(By Mark Gruenberg, PAI Staff Writer)
WASHINGTON (PAI) – By a 54-42 vote on April 30, the Senate tried to open debate on labor-backed legislation to raise the nation’s minimum wage to $10.10 per hour by 2016. But its Democratic sponsors needed 60 votes to start debate, and got six fewer than that, so the effort failed and the wage hike bill died, for now.
Forty-one Senate Republicans voted to block debate on the minimum wage hike, as did Majority Leader Harry Reid, D-Nev., who switched his vote at the last minute to be on the “winning” side and thus able to bring the minimum wage hike up again in coming months.
Other Senate Democrats, except absent Sen. Mark Pryor, D-Ark., voted to open debate, as did both independents, and Sen. Bob Corker, R-Tenn. Three Republicans were also absent. More than 20 states, tired of waiting for a dysfunctional Congress to act, have raised their own minimums. Minnesota, Maryland and Connecticut did so in the last two months.
Defeat did not faze sponsoring Senate Labor Committee Chairman Tom Harkin, D-Iowa. He has promised backers of the hike that he would bring it up a second time and a third if it failed. If it fails three times, he said early in April, he’ll bring it to the voters in November .
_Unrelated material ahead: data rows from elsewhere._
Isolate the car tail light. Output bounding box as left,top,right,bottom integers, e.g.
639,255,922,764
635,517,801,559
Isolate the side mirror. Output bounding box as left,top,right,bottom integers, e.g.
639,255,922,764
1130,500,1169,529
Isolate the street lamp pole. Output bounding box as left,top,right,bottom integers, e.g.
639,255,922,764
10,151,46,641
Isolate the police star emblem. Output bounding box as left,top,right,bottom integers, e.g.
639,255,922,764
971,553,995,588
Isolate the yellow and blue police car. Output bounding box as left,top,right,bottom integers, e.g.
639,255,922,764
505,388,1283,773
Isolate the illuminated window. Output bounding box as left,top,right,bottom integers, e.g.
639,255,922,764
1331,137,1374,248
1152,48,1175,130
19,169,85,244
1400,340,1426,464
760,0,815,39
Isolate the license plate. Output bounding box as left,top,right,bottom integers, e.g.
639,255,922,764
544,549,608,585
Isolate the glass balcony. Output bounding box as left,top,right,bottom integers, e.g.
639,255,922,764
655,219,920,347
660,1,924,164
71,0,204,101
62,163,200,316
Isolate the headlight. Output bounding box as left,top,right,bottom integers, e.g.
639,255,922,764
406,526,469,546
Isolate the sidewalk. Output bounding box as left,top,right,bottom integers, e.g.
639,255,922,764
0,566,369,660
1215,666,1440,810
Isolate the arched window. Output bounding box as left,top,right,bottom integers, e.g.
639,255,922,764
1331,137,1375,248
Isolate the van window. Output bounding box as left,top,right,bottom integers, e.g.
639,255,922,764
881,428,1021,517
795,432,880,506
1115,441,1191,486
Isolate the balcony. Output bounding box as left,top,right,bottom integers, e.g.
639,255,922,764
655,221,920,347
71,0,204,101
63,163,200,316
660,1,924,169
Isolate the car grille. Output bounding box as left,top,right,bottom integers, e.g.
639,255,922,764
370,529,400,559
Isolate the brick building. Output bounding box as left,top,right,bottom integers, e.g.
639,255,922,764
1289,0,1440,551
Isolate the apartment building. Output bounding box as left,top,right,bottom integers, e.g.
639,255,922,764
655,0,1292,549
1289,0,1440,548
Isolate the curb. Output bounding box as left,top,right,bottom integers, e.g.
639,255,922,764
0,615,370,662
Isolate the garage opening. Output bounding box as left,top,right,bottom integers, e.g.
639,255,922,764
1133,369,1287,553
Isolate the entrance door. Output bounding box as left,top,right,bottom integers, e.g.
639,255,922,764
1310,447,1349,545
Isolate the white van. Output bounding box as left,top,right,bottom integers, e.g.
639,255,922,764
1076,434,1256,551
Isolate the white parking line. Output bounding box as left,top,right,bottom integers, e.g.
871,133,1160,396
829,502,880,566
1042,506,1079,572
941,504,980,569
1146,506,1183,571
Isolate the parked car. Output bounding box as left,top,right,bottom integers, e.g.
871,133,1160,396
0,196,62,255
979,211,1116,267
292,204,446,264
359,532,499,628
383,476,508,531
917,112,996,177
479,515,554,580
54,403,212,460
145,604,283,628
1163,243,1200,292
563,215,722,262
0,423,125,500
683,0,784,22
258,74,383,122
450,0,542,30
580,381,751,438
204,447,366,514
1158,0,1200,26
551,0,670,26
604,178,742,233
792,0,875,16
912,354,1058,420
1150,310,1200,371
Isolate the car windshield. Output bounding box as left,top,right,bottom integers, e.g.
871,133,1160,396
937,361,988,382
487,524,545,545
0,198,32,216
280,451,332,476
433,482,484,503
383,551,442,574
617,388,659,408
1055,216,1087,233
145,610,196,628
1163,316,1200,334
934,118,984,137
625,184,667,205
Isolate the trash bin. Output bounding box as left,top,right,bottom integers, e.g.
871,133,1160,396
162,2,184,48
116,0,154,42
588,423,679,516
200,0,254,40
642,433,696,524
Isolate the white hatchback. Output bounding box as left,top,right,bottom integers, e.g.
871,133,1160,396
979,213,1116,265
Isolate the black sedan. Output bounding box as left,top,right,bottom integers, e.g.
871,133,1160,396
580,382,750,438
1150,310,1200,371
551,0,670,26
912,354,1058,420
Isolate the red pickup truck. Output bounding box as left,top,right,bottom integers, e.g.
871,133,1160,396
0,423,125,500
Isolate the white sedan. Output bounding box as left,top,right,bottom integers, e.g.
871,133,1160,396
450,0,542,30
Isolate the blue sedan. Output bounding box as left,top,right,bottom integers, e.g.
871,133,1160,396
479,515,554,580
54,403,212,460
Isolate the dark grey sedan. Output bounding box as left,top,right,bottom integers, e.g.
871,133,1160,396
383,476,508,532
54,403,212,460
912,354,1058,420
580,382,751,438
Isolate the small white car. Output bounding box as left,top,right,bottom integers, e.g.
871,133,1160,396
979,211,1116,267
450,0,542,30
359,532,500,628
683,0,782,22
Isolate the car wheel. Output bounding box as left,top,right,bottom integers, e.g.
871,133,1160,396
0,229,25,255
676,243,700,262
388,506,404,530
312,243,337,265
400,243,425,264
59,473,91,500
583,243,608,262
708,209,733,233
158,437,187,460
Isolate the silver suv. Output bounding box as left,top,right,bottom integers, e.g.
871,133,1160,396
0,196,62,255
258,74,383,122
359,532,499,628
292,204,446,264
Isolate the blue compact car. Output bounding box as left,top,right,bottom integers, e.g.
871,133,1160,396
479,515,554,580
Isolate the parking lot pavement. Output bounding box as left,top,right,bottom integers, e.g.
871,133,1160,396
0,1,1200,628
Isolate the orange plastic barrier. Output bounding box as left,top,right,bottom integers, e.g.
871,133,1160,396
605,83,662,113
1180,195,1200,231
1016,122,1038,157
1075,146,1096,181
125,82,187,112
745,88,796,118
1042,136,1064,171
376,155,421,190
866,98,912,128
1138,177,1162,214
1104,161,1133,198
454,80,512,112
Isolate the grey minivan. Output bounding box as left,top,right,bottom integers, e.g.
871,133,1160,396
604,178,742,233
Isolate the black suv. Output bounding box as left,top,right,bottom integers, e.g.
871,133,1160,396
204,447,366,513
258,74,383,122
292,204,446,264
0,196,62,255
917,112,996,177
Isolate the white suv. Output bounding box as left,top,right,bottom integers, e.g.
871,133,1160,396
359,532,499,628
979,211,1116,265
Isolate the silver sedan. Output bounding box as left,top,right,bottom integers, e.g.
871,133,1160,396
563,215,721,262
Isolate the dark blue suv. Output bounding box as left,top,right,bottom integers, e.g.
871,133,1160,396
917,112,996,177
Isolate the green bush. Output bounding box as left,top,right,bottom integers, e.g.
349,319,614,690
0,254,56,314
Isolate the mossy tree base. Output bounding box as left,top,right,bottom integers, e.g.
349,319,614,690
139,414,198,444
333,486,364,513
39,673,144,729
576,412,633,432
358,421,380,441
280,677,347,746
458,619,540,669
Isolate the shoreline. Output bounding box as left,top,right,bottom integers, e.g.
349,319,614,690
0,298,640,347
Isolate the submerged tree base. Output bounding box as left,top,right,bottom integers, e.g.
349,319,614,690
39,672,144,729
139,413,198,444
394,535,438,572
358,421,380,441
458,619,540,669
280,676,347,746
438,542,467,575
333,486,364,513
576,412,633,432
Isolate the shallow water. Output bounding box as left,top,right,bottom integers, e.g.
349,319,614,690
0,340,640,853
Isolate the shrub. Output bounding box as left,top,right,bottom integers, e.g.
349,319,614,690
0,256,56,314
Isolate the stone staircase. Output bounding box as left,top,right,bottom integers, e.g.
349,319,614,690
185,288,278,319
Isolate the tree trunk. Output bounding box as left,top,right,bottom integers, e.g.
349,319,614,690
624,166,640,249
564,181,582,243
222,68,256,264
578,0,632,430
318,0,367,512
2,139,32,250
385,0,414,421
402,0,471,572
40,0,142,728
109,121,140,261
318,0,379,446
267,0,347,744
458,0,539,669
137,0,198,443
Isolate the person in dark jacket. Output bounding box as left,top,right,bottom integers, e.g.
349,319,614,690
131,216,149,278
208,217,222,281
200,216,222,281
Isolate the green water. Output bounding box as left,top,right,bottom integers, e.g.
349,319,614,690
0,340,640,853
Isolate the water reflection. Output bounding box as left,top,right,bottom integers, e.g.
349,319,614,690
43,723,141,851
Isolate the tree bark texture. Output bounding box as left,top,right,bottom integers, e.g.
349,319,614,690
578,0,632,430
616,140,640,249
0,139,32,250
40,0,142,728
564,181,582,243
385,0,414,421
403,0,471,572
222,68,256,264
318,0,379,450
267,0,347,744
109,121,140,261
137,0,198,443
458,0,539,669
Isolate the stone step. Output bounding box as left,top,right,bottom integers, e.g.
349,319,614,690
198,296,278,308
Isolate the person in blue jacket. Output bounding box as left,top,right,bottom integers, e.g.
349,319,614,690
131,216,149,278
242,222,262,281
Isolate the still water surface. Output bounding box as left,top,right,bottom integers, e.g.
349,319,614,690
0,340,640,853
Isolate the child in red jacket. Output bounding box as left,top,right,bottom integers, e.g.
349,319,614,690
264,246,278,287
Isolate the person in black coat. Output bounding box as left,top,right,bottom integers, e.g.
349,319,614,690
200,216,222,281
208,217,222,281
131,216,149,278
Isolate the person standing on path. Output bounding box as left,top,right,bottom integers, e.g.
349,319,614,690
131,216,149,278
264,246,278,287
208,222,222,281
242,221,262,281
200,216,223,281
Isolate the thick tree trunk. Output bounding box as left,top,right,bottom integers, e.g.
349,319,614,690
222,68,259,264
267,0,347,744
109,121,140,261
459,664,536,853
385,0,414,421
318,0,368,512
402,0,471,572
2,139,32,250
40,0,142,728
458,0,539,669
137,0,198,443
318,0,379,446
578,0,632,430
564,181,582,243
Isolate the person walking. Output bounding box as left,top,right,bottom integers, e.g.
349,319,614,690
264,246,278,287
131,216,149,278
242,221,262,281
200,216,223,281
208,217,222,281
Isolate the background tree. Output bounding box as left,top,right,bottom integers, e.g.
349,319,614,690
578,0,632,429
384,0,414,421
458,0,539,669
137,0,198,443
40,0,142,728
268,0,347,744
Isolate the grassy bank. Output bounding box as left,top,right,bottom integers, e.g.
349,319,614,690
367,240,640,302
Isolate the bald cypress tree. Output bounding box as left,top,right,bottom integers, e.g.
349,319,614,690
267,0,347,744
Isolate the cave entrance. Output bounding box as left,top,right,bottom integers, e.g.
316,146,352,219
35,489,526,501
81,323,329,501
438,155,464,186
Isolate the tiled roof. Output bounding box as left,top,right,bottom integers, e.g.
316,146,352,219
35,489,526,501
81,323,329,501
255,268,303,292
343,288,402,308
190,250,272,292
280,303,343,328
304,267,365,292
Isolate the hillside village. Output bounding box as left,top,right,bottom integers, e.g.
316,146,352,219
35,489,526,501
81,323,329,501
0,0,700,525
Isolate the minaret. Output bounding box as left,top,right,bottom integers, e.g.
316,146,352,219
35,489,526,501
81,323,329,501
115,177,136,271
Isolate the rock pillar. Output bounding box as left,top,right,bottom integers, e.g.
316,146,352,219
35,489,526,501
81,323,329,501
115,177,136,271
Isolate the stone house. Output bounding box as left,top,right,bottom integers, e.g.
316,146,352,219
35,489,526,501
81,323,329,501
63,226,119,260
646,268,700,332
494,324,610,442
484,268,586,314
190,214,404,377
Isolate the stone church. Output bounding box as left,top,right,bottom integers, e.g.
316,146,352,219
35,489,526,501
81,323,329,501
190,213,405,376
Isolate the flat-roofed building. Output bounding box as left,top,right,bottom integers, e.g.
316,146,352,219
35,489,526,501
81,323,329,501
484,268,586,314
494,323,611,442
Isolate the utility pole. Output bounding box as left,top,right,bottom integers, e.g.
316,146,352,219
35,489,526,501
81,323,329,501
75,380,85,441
But it disappointed union leaders, and leaders of civil rights and women’s groups, whose members campaigned for the hike.
“Any political oligarch in America who thinks they won yesterday is delusional,” AFL-CIO President Richard Trumka declared. “Those celebrating the Senate’s vote are desperately clinging to greed, fooling themselves with an argument that is rapidly losing merit and muscle tone. Raising wages is here to stay.
“Workers are energized, eager, and smart. We deserve better pay, and our families and communities deserve better lives. Yesterday’s vote will only propel American workers, inspiring us to find fresh tactics, innovative strategies, and new avenues to raising wages.
“The Senate should take up the minimum wage increase again and again, if necessary.”
The measure would have raised the wages of millions of workers, most of them working women and many of them single mothers. The minimum wage would have risen in three 95-cents-per-hour steps and it then would have been indexed to inflation. It’s now $7.25 hourly.
The bill also would have raised the wage for tipped workers, now $2.13 an hour, in stages to 70% of the regular minimum wage. The tipped workers’ minimum hasn’t risen since 1991 and the regular minimum was last raised almost a decade ago.